Difficulty of the problem is :

demoralizer can you please help with this question, because the answer is yours. Sorry for the pinging.

1. You are using ans[x] as result for recursive calls. How do you expect this to work fine? Besides, non-void functions without return always results in UB (the only known exception to me is main-function);

2. Again, dfs function changes ans array, so calling dfs change observable state of program (variable ans). And you pass dfs-call twice in function call. That is classic unspecified behaviour (not UB yet), there is no guarantee, what dfs call to be first.
   Imagine, if last argument invokes before first, then what calls do you have?
   dfs(1) -> dfs(2) -> dfs(3) -> ... -> dfs(32766) -> dfs(32767) -> ?
   At that point ans not changed (ans[0] = 0, ans[1] = ans[2] = ... = ans[32767] = -1). Than dfs((x + 1) % M) would be called (dfs(0)), it returns 0. Then in dfs(32767) call would be happen dfs(32767 * 2 % 32768) = dfs(32766).
   And what next?
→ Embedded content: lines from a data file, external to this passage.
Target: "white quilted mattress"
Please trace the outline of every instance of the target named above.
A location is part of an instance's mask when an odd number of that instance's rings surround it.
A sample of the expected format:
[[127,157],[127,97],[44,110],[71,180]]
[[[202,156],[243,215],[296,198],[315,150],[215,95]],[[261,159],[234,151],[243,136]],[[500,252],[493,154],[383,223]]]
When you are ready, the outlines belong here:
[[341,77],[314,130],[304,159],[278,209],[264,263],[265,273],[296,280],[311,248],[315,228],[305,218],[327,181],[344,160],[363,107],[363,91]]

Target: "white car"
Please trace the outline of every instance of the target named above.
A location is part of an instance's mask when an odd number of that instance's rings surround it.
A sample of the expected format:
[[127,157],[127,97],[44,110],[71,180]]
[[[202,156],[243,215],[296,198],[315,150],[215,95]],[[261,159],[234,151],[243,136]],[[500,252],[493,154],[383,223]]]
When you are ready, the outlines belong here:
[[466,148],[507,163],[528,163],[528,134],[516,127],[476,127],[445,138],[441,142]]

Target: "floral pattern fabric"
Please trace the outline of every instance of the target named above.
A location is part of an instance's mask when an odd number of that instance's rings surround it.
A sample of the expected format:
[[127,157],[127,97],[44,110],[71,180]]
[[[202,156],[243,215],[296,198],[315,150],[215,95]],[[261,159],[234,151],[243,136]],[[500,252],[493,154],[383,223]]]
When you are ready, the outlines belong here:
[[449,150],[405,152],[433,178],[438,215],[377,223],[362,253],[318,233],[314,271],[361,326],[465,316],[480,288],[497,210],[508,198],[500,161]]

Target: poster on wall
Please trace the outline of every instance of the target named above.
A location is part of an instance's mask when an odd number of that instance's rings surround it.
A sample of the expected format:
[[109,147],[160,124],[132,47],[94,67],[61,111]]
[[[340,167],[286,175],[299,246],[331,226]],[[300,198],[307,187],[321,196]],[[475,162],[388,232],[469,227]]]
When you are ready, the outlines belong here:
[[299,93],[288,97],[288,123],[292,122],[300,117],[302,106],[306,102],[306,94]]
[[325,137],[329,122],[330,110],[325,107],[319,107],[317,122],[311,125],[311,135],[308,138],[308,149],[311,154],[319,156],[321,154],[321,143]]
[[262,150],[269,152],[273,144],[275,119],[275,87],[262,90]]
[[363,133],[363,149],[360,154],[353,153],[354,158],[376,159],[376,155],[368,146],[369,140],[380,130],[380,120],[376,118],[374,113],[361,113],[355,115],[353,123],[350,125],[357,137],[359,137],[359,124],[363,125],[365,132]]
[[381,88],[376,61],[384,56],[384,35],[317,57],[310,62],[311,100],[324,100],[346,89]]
You'll get infinite cycle dfs(32766) -> dfs(32767) -> dfs(0) -> dfs(32766) -> ... (ans not changed at any point). So you there must get TL (in case if compiler thinks that second argument must be called before first).

P.S. Notice that if you call determinedly dfs(x + 1) before dfs(2 * x), than it always would be TL. Dfs there is not appropriate algorithm, fact that it works in that just due to operations nature. Bfs there is preferable, because bfs would not try to go to vertex that beign explored. Dfs would.